A veces compro sólo por evitar comprar la misma cosa pero más
cara. Compro para precaverme contra el gasto y acabar con el deseo:
cansa mucho pensar día y noche en lo que se codicia.
Puede pasar que reconozca mi error después y que adquiera la cosa
cara tras el sucedáneo barato. Puede ocurrir que mi buen negocio lo sea
realmente.
Yo también conozco la fiebre de las compras, esa pasión femenina
por excelencia. A veces querría tenerlo todo: vestido, zapatos, abrigo,
bolso, sombrero. Todo a la moda, bonito, de materiales buenos: pero por
poco dinero o menos. Como esas casas de muñecas que construía
cuando era pequeña, donde todo parecía de verdad: camitas de cartón
de verdad para las que recortaba sabanitas de verdad y cosía
almohaditas de verdad, mesitas de verdad con platitos de verdad y
mantelitos de verdad… Contemplando mis casas pienso en lo que le
gustaría a cualquier niño jugar con ella. Así, ahora, ante mis hermosas
prendas conseguidas por nada o por menos, copias casi perfectas de las
que valen fortunas, me figuro con orgullo esa imagen mía que se parece
a la que se ve en las revistas y que me ha costado mucho menos cara.

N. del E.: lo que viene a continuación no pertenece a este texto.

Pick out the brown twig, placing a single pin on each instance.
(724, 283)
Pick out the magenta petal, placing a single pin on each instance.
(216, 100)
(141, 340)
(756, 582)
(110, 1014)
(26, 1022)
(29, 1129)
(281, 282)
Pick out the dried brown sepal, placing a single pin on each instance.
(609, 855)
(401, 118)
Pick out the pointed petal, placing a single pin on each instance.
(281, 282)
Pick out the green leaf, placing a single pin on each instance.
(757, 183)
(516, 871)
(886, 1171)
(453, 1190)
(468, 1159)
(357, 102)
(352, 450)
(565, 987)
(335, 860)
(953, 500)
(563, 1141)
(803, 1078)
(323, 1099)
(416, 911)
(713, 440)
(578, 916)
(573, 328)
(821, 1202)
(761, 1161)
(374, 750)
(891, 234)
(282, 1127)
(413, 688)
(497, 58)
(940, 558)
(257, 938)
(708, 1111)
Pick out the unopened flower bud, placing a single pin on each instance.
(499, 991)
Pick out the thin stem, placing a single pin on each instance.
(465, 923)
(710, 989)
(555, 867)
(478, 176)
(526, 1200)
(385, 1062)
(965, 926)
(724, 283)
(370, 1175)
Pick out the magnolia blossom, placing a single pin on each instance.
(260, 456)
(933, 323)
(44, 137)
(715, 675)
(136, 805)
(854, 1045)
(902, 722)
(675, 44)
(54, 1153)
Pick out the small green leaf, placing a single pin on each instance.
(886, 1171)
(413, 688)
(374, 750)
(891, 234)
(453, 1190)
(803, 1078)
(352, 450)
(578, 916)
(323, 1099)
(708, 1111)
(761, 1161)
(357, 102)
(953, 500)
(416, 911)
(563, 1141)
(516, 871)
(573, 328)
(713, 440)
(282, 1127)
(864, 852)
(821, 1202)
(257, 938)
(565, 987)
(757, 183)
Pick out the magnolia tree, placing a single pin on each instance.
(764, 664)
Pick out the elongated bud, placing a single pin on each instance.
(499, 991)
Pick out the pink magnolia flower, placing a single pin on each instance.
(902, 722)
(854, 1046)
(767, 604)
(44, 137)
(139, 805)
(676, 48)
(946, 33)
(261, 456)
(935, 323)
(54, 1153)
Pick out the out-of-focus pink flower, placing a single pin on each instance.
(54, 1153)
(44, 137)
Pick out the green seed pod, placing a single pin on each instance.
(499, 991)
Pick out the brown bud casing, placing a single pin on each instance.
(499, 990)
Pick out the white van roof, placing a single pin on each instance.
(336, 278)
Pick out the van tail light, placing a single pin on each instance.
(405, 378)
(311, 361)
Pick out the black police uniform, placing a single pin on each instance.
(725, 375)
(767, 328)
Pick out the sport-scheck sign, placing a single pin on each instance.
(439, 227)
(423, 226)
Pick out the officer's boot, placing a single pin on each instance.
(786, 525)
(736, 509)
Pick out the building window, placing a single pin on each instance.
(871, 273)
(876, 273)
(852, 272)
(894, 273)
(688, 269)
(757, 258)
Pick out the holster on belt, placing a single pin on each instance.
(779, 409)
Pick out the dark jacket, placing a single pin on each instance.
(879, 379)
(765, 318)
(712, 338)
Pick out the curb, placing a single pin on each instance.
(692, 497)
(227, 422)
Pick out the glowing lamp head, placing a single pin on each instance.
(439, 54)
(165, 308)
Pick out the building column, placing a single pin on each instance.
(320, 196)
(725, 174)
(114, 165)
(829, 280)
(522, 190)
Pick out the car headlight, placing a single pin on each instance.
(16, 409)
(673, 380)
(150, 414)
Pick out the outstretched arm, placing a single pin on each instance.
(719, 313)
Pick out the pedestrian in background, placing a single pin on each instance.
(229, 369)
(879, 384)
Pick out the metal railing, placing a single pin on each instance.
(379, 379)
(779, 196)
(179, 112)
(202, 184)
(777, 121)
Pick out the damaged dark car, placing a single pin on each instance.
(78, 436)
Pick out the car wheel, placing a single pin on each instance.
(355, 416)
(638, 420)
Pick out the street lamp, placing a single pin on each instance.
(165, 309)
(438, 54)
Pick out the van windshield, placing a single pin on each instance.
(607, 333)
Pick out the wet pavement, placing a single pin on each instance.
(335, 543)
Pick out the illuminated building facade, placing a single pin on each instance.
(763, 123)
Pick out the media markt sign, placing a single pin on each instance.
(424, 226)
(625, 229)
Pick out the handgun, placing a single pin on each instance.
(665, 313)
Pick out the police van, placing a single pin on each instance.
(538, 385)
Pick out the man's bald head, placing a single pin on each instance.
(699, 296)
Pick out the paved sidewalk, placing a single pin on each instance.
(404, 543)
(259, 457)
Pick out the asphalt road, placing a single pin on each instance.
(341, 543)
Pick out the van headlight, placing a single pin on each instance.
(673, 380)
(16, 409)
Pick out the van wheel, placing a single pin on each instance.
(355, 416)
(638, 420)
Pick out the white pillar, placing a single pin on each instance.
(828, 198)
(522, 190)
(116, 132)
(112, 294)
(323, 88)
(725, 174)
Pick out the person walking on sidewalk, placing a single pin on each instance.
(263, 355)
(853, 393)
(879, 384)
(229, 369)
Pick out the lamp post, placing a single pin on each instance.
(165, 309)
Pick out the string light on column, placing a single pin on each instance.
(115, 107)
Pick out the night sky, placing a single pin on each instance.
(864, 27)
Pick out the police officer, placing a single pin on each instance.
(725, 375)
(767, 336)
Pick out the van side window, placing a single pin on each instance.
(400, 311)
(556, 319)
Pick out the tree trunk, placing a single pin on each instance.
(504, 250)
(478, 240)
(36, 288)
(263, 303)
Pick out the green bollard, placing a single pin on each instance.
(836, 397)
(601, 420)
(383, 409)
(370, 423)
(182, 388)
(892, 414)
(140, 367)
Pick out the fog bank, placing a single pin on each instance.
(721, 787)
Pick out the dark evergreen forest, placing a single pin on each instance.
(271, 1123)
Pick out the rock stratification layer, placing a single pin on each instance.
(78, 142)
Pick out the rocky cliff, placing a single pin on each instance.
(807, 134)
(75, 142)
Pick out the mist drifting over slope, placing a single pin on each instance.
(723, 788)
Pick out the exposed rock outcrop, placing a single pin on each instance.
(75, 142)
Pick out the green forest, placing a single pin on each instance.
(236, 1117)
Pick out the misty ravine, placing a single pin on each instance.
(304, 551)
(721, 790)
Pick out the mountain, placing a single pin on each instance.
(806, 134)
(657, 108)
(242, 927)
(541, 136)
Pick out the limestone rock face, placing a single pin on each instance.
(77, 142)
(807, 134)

Sin embargo, no me gusta la ropa demasiado barata. Muchas veces
me he dejado seducir por su precio impresionante. La tela no era bonita,
o el corte -y no me la ponía.
Le dije a mi marido: "De ahora en adelante, en lugar de diez trapos
baratos, voy a comprarme uno sólo, elegante y caro, que me va a
cambiar el ropero y me va a poner guapa. -Es una sabia decisión",
respondió mi marido.
Pero las cosas caras también se pueden conseguir de rebajas. Me
parece una estupidez pagarlas al precio inicial.
Ni siquiera lo consigo para mi boda.